Поглядел парень в лицо Друцу: сам себе не верит ром. Говорит, а понимает: не дождутся сходки. И почему не дождутся – тоже знает. Верно Рашеля сказала, тесен стал Крым, рай земной.

Тесно Федьке.

Ай, тесно…

– Тогда поехали? – скучным голосом спросил Друц. Шевельнул бровями, черными с сединой. И из его большого, костистого тела словно воздух выпустили. – Поехали, что ли?

…коней бросить ром отказался наотрез. Дескать, обещал вернуть, а его слово – железо. Да и легче обе руки себе отрезать, чем этих, красавцев, на произвол судьбы… Когда, подъезжая к городу со стороны Аполлоновой балки, им встретилась пестрая толпа – таборные побирушки шли с охоты – Друц аж просиял. Велел спешиться; спотыкаясь, побежал к ромкам.

По траве, по жесткой, наждачной.

Через секунду поднялся страшный галдеж. Федор близко не подходил, сидел на выветренном камне, а отсюда слов и не разобрать-то было. Но и так становилось ясно: ромки уговаривали Друца вернуться в табор. Обещали покровительство Чямбы, рукавами махали, звенели монистами.

Дети орали пуще взрослых.

– Тебе плохо, Феденька… – сказала из-за плеча Княгиня. Не спросила, просто сказала с сочувствием.

Она стояла там настоящая, не призрачная; стояла, вслушивалась. Не в ромский гвалт – в Федора. В себя. Рядом молчала Акулька, только изредка тянула ладошку: тронуть спутанные кудри парня.

Не трогала, стеснялась.

А Федору страшно, до одури хотелось, чтоб – тронула. Потому как вместо сердца в груди у парня кулак чужой оказался.
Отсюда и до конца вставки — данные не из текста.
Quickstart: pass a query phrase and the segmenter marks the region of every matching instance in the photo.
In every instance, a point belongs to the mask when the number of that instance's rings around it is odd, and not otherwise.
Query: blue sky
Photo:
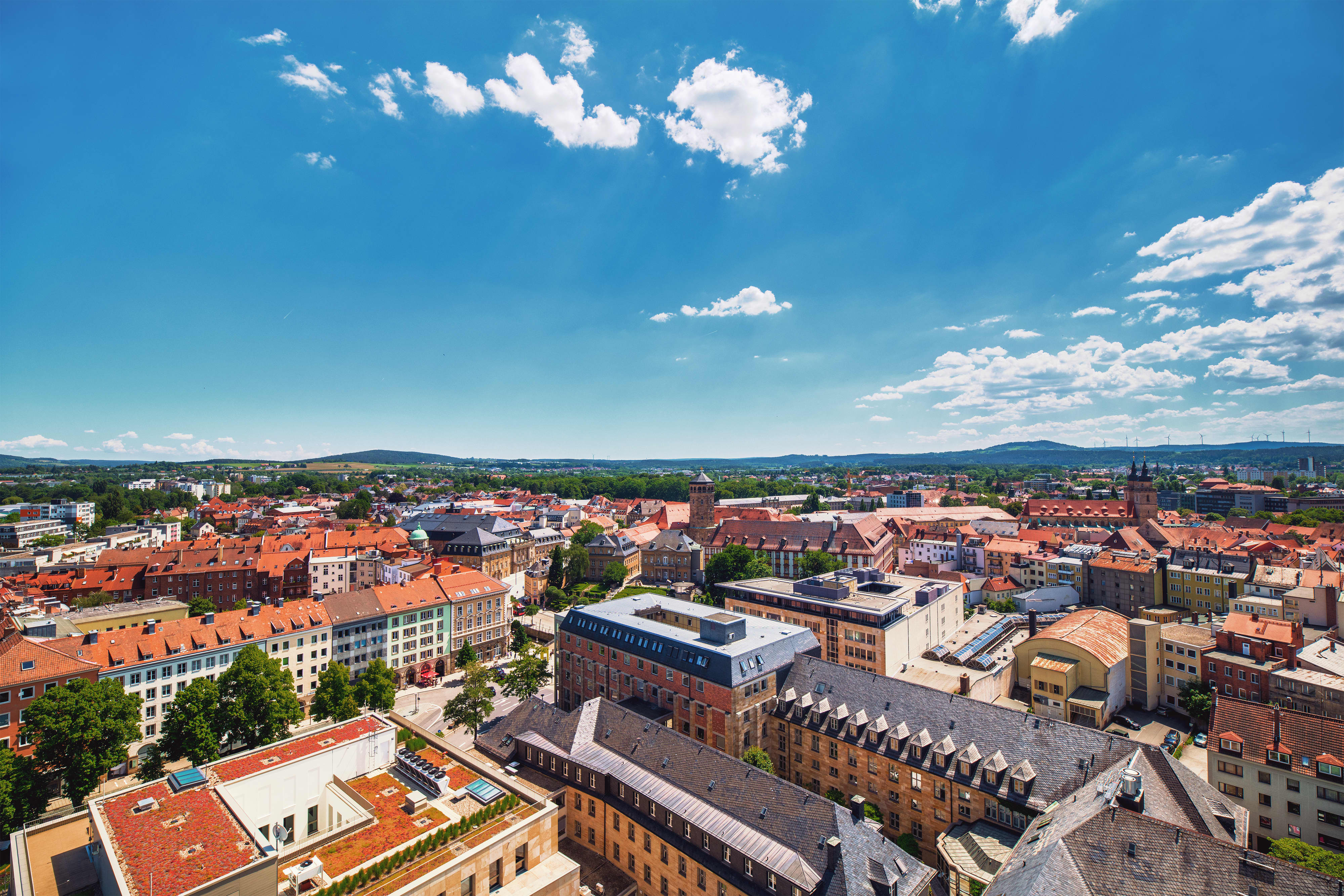
[[[0,451],[1344,442],[1344,7],[24,4]]]

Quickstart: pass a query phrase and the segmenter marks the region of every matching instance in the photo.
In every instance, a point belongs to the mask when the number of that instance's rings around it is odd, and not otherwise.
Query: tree
[[[527,646],[519,652],[517,660],[504,673],[503,695],[505,697],[517,697],[520,701],[531,700],[551,680],[550,666],[546,647],[531,641],[527,642]]]
[[[349,672],[345,666],[333,662],[317,676],[317,690],[313,692],[309,715],[313,719],[332,721],[345,721],[359,715],[355,689],[349,686]]]
[[[564,584],[573,586],[575,582],[582,582],[586,575],[587,549],[575,544],[564,552]]]
[[[797,560],[798,578],[805,579],[812,575],[835,572],[841,566],[840,557],[825,551],[804,551]]]
[[[0,838],[19,830],[47,809],[47,780],[32,756],[0,747]]]
[[[1208,721],[1214,711],[1214,688],[1207,681],[1192,678],[1180,682],[1180,701],[1192,719]]]
[[[200,595],[192,598],[191,603],[187,604],[188,617],[203,617],[207,613],[214,613],[214,611],[215,611],[215,602],[211,600],[210,598],[203,598]]]
[[[151,780],[159,780],[165,774],[163,748],[156,743],[149,744],[140,754],[140,767],[136,768],[136,780],[148,785]]]
[[[396,703],[396,674],[382,660],[372,660],[355,681],[355,703],[374,712],[391,712]]]
[[[481,723],[495,712],[495,688],[491,686],[489,670],[478,662],[466,666],[462,680],[462,689],[456,697],[444,704],[444,719],[453,728],[465,725],[472,729],[472,736],[480,729]]]
[[[116,678],[74,678],[28,705],[34,758],[43,771],[62,776],[62,793],[74,806],[126,760],[126,744],[140,739],[141,703]]]
[[[774,762],[770,760],[770,754],[759,747],[749,747],[745,754],[742,754],[742,762],[755,766],[761,771],[767,771],[774,774]]]
[[[172,760],[187,756],[194,766],[219,759],[218,719],[219,686],[210,678],[196,678],[164,709],[159,750]]]
[[[770,572],[770,564],[742,544],[730,544],[704,564],[704,580],[711,590],[720,582],[763,579]]]
[[[304,720],[293,674],[255,645],[238,652],[218,684],[215,729],[222,740],[238,740],[254,750],[288,736],[289,727]]]
[[[551,568],[546,572],[547,594],[550,588],[564,587],[564,548],[555,545],[551,548]]]
[[[570,536],[570,541],[573,544],[586,545],[589,541],[591,541],[599,535],[602,535],[602,527],[599,527],[593,520],[583,520],[583,525],[579,527],[578,532]]]
[[[624,563],[607,563],[606,568],[602,570],[602,584],[609,588],[616,588],[625,584],[625,579],[630,575],[630,571]]]

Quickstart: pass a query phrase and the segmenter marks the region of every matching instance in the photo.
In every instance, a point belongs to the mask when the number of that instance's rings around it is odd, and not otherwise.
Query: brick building
[[[634,699],[734,756],[761,743],[763,708],[794,654],[818,649],[800,626],[652,596],[575,607],[558,638],[562,709],[594,697]]]

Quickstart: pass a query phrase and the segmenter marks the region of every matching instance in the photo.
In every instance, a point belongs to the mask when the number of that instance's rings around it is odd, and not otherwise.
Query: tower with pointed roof
[[[714,528],[714,480],[707,477],[703,469],[699,476],[691,480],[689,523],[692,533]]]

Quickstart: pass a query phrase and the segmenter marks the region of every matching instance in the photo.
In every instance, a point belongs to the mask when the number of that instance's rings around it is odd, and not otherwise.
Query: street
[[[508,662],[508,660],[499,660],[487,665],[488,668],[496,669],[507,666]],[[444,717],[444,704],[457,696],[457,693],[462,689],[461,681],[462,673],[458,672],[446,677],[442,685],[434,688],[403,688],[396,692],[395,709],[399,715],[410,719],[422,728],[438,731]],[[503,685],[499,682],[495,684],[496,693],[501,688]],[[555,685],[547,684],[538,692],[536,696],[547,703],[555,703]],[[495,711],[491,713],[491,719],[507,716],[517,704],[517,697],[496,697]],[[466,728],[448,731],[445,735],[445,740],[454,747],[468,750],[472,746],[472,732]]]

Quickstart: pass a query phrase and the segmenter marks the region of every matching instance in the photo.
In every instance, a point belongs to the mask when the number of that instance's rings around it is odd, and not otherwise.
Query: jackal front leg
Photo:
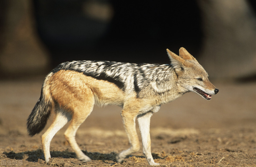
[[[149,111],[138,115],[137,118],[140,130],[141,135],[143,154],[145,155],[147,160],[150,165],[157,165],[159,164],[154,161],[151,153],[151,141],[150,134],[150,118],[153,113],[153,112]]]
[[[131,147],[129,149],[123,151],[116,156],[118,162],[122,162],[126,156],[137,152],[140,149],[139,139],[136,131],[135,119],[137,116],[136,113],[129,113],[123,110],[121,115],[123,119],[124,128],[126,131]]]

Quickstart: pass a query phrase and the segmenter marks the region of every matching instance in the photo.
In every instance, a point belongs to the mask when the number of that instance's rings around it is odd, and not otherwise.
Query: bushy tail
[[[27,129],[29,135],[33,136],[40,132],[44,128],[54,106],[54,100],[48,87],[48,79],[45,80],[41,91],[41,95],[27,120]]]

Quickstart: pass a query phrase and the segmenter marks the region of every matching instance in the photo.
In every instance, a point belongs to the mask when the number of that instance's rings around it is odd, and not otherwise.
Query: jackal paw
[[[85,156],[79,158],[78,159],[83,162],[86,162],[91,161],[91,159],[90,158],[85,155]]]
[[[159,165],[160,164],[158,163],[156,163],[155,162],[152,162],[150,163],[148,163],[150,165],[152,165],[155,166],[156,165]]]
[[[123,155],[121,155],[121,153],[120,153],[119,154],[118,154],[117,156],[116,156],[116,161],[118,163],[120,163],[122,162],[124,160],[124,159],[126,157],[126,156],[124,156]]]

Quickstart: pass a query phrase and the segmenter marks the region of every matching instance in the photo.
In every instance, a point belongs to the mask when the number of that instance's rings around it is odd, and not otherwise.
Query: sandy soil
[[[148,166],[141,150],[116,163],[129,145],[115,106],[95,106],[78,131],[77,141],[91,161],[76,158],[63,136],[66,126],[54,137],[46,163],[41,143],[46,128],[31,137],[26,125],[43,79],[0,81],[0,166]],[[152,152],[161,166],[256,166],[256,83],[212,82],[220,92],[211,100],[188,93],[153,115]]]

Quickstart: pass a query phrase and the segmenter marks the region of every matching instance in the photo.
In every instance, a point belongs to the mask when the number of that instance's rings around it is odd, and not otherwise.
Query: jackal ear
[[[179,56],[185,60],[193,60],[196,61],[195,58],[188,53],[188,52],[184,48],[180,48],[179,52]]]
[[[166,49],[166,50],[171,61],[171,63],[173,68],[179,71],[182,71],[185,66],[185,60],[181,57],[171,52],[168,49]]]

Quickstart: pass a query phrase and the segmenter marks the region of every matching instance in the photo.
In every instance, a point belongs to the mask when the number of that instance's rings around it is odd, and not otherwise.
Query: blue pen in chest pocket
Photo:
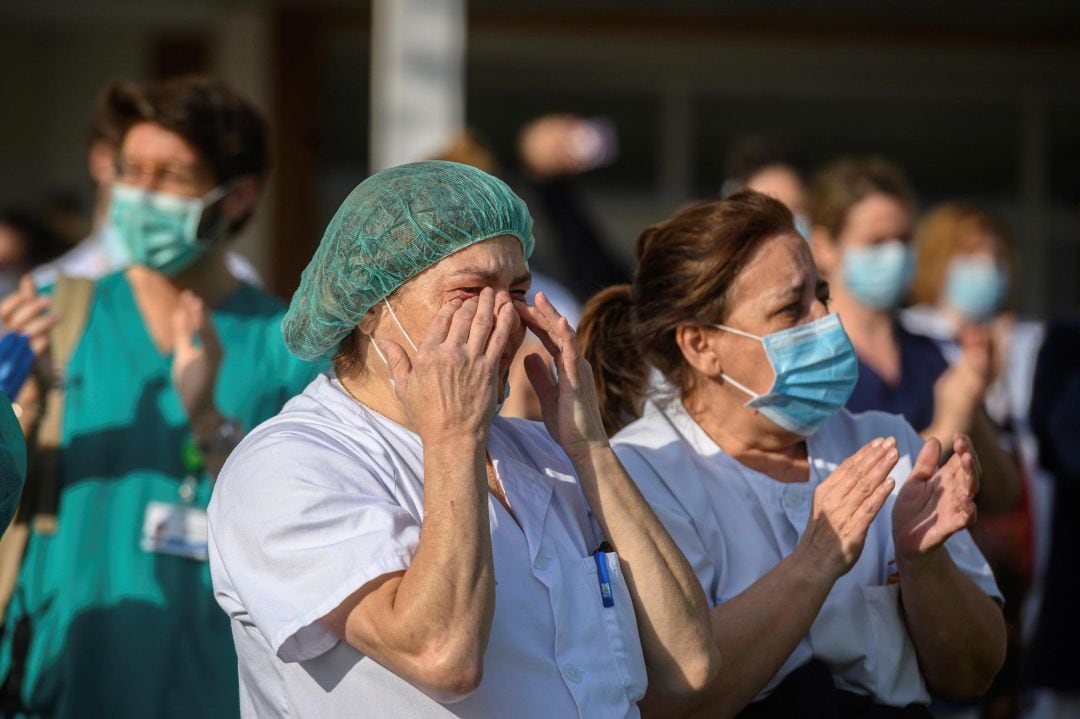
[[[611,572],[607,564],[607,555],[611,551],[611,545],[603,542],[593,554],[596,560],[596,579],[600,584],[600,601],[605,607],[615,607],[615,594],[611,592]]]

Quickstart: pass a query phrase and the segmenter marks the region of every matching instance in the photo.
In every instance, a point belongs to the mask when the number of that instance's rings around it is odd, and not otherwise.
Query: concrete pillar
[[[464,127],[465,0],[372,3],[372,171],[442,151]]]

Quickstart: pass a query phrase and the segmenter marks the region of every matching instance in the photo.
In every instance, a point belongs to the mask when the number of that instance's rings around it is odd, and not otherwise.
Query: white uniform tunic
[[[785,484],[729,457],[674,401],[646,405],[643,417],[612,439],[616,453],[686,554],[713,606],[747,589],[794,552],[810,518],[814,488],[867,442],[896,438],[897,490],[922,439],[903,418],[841,410],[807,439],[810,480]],[[890,519],[895,490],[870,525],[855,566],[829,593],[810,632],[758,694],[764,698],[813,657],[832,668],[839,689],[880,704],[928,703],[895,583]],[[957,566],[1000,598],[989,566],[968,532],[946,542]],[[892,580],[892,581],[890,581]]]
[[[440,705],[320,622],[406,569],[423,519],[419,437],[319,377],[232,453],[210,505],[211,571],[232,619],[245,717],[636,717],[645,662],[618,559],[542,425],[497,418],[488,451],[521,527],[488,501],[496,605],[484,679]]]

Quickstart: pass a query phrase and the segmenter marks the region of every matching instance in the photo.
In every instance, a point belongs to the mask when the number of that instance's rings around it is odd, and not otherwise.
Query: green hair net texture
[[[440,260],[509,234],[532,254],[532,217],[502,180],[457,162],[399,165],[356,186],[300,277],[282,331],[301,360],[324,357],[382,298]]]

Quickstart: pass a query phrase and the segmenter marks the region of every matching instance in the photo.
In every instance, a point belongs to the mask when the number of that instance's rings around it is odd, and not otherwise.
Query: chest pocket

Сожмется, разожмется; шевелит пальцами. Ногти на пальцах длинные, полированные, скребут повсюду… скрип противный, будто гвоздем по стеклу. От того скрипа долит Федьку противная слабость. Медузу из парня делает.

Казалось: ляжет Акулькина ладонь на голову – станет обратно сердце вместо кулака.

– Ты потерпи, Феденька. Оно дальше лучше не будет. Пока не выберемся – не будет. Потерпи, ладно?

– А-а…

Потерплю, значит.

– Коней забрали, – Друц, счастливый, не подошел – подлетел. В запале хлопнул себя по голенищам сапог; уставился на Федора, как будто впервые увидал.

И к Княгине, непонятно так:

– Ну не умею, не умею я кодлу от своих прятать! Не умею!

– Тише, морэ, – Княгиня ему. – Брось орать. Я умею. Держимся ведь… пока. Просто рано слишком. Ох, рано!.. впору волчицей выть…

– Повезло тебе с крестничком, Княгиня. Не будь он такой большой… такой…

Видно, хотел ром что-то приятное сказать. А стал вдруг чертовски похож на доктора Ознобишина, трупаря знаменитого.

Даже щеки чужим румянцем заблестели.

Только Федор не обиделся. Чего ему на Друца обижаться? И впрямь большим парень уродился. Тут другое: в груди кулак шевелится, а Федору мнится, что был кулак чужой, а стал свой. От того не легче, а легче. Вроде как он, Федор Сохач, такой большой, такой (какой?!), их всех-всех – и Княгиню, и Акульку, и рома таборного – в том кулаке держит. Сожмет крепче – спрячет. Никто их не найдет, не увидит. Разожмет – даст воздуху глотнуть, продышаться, оглядеться.

А когда пальцами шевелит (скрип-скрип, скрип-скрип…), духота прочь разгоняется.

На время.

– Перестань! – Княгиня из-за плеча просто зашлась криком. – Прекрати, говорю! Тебе нельзя!.. самому!.. убьешь ведь себя, дурачок! Просто терпи!